Afin d’appréhender au mieux la contrainte pénale, il convient de définir cette nouvelle peine (1) et d’étudier ses conditions (2), avant d’appréhender ses règles procédurales spécifiques (3). Il est également nécessaire d’aborder la sanction prévue en cas d’inobservation de cette peine (4) ainsi que l’hypothèse de sa fin anticipée (5).

L’article 131-4-1 du code pénal dispose que « la contrainte pénale emporte pour le condamné l’obligation de se soumettre, sous le contrôle du juge de l’application des peines, pendant une durée comprise entre six mois et cinq ans et qui est fixée par la juridiction, à des mesures de contrôle et d’assistance ainsi qu’à des obligations et interdictions particulières destinées à prévenir la récidive en favorisant son insertion ou sa réinsertion au sein de la société ».

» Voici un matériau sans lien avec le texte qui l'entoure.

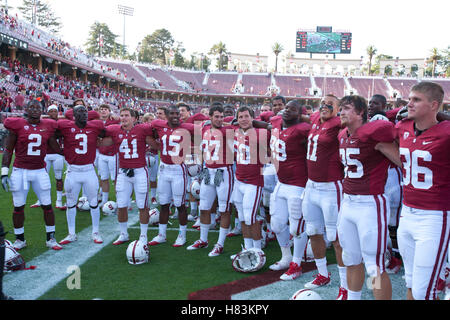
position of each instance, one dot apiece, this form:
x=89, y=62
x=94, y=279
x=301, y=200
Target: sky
x=401, y=28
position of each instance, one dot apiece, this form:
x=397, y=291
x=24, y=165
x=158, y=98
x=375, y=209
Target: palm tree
x=371, y=52
x=434, y=58
x=221, y=50
x=277, y=48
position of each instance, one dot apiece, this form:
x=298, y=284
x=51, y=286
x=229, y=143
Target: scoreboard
x=322, y=41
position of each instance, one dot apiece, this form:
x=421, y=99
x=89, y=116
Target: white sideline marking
x=52, y=265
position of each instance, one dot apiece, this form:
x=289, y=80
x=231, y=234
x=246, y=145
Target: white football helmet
x=137, y=252
x=250, y=260
x=13, y=260
x=306, y=294
x=154, y=216
x=194, y=170
x=194, y=189
x=83, y=204
x=110, y=208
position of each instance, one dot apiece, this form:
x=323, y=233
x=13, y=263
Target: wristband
x=5, y=171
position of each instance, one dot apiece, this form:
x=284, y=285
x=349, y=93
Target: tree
x=371, y=52
x=220, y=49
x=99, y=33
x=277, y=48
x=41, y=14
x=434, y=58
x=156, y=47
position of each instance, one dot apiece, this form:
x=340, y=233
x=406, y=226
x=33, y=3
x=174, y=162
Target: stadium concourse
x=97, y=100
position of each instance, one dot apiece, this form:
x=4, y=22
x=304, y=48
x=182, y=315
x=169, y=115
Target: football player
x=424, y=230
x=363, y=221
x=131, y=139
x=28, y=138
x=218, y=178
x=175, y=139
x=80, y=144
x=323, y=192
x=288, y=146
x=252, y=148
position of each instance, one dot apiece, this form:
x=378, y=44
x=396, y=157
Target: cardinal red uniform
x=362, y=225
x=424, y=230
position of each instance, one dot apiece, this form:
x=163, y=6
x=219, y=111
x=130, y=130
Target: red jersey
x=113, y=149
x=31, y=145
x=131, y=144
x=217, y=153
x=324, y=164
x=365, y=169
x=288, y=148
x=250, y=149
x=426, y=165
x=175, y=142
x=80, y=144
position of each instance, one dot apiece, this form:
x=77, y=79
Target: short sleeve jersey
x=426, y=165
x=365, y=169
x=131, y=144
x=80, y=144
x=32, y=140
x=324, y=164
x=288, y=146
x=175, y=142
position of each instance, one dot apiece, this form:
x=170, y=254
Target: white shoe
x=69, y=239
x=157, y=240
x=280, y=265
x=218, y=250
x=19, y=244
x=97, y=238
x=52, y=244
x=181, y=241
x=121, y=239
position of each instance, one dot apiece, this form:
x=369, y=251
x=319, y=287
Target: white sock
x=144, y=229
x=321, y=265
x=343, y=277
x=354, y=295
x=71, y=215
x=222, y=235
x=123, y=226
x=95, y=216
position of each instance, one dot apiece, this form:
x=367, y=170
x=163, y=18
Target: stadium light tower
x=126, y=11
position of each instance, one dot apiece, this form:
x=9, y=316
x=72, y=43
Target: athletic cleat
x=394, y=265
x=36, y=205
x=218, y=250
x=319, y=281
x=280, y=265
x=52, y=244
x=343, y=294
x=181, y=241
x=234, y=232
x=199, y=244
x=121, y=239
x=293, y=272
x=69, y=239
x=97, y=238
x=157, y=240
x=19, y=244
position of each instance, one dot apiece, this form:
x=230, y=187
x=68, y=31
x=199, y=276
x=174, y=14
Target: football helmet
x=194, y=170
x=250, y=260
x=137, y=252
x=194, y=189
x=83, y=204
x=109, y=208
x=305, y=294
x=154, y=216
x=13, y=260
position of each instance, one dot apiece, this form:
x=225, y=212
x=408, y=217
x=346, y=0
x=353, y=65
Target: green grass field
x=171, y=274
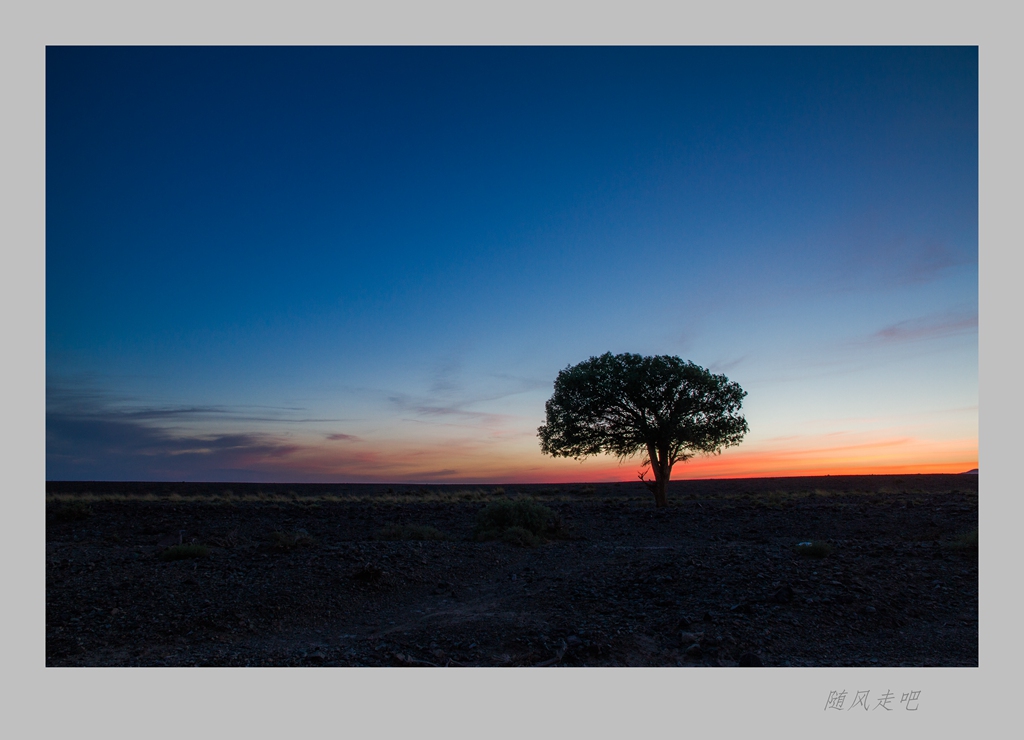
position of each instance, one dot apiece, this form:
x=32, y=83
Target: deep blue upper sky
x=408, y=244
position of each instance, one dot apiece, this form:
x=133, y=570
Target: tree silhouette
x=627, y=404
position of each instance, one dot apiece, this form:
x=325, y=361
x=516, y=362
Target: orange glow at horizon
x=471, y=463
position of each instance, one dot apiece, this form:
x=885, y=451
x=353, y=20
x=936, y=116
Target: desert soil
x=299, y=575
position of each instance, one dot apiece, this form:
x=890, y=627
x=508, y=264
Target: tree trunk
x=662, y=468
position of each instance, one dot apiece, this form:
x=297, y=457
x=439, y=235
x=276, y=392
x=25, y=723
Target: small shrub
x=183, y=552
x=410, y=531
x=534, y=517
x=814, y=550
x=517, y=522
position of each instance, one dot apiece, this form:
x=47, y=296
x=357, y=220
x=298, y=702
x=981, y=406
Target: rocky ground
x=300, y=575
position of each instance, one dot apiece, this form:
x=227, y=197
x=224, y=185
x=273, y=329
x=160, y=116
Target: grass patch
x=517, y=522
x=183, y=552
x=411, y=531
x=815, y=549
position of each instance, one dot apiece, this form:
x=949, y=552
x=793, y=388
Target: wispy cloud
x=925, y=328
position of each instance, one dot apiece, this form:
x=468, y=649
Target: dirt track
x=714, y=579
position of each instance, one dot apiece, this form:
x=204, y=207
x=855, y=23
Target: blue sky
x=361, y=264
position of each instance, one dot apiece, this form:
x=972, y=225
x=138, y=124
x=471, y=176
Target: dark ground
x=297, y=575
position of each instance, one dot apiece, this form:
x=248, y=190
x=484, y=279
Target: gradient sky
x=369, y=264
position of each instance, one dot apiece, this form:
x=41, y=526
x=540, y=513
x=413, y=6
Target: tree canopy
x=625, y=404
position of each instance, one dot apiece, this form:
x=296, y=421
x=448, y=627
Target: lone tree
x=626, y=403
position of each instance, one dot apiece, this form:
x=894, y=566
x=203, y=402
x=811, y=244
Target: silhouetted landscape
x=839, y=571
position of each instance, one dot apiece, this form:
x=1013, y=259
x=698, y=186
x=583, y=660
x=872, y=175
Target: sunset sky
x=366, y=264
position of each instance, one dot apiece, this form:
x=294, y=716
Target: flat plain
x=245, y=574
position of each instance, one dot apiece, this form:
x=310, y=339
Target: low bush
x=183, y=552
x=518, y=522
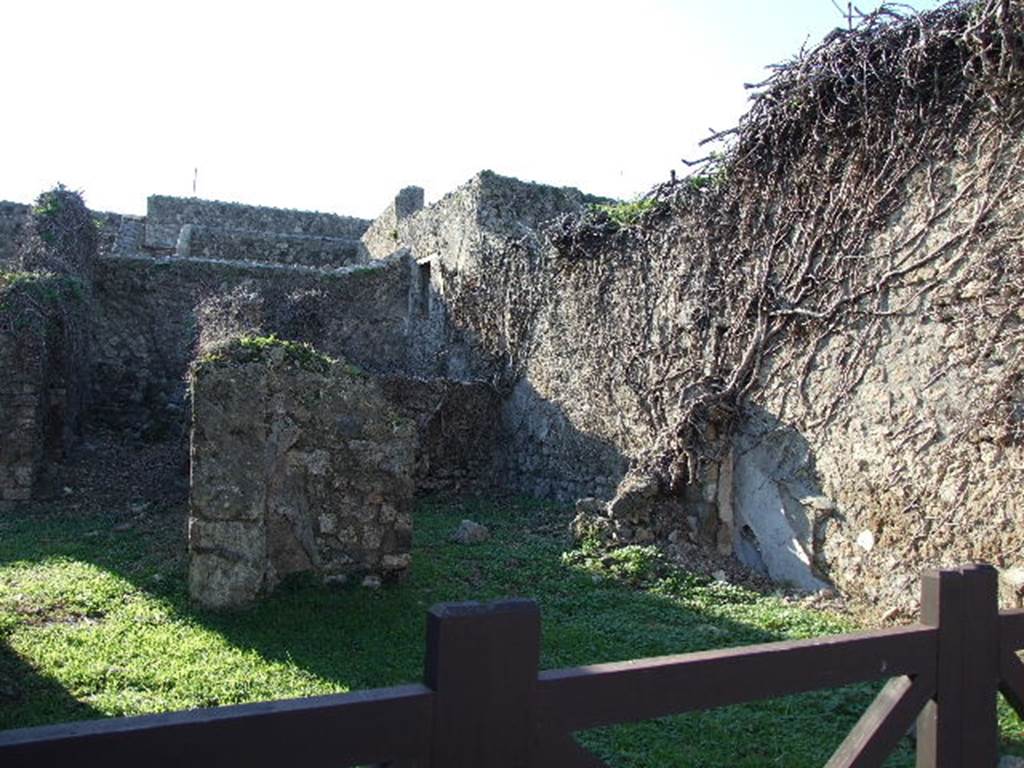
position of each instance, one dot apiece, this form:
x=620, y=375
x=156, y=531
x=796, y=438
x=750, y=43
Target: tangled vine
x=775, y=230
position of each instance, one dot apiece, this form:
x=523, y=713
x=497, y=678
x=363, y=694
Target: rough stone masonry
x=298, y=464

Ainsi, la contrainte pénale est un « contenant » qui emprunte son « contenu » aux mesures de placement sous main de Justice existantes ; et plus particulièrement au régime de la mise à l’épreuve qui peut assortir un sursis. Il s’agit d’une peine de probation sans référence à l’incarcération, outre en cas d’inobservation de la mesure.

Tout comme la mise à l’épreuve, le condamné est obligatoirement astreint aux mesures de contrôle prévues par l’article 132-44 du code pénal.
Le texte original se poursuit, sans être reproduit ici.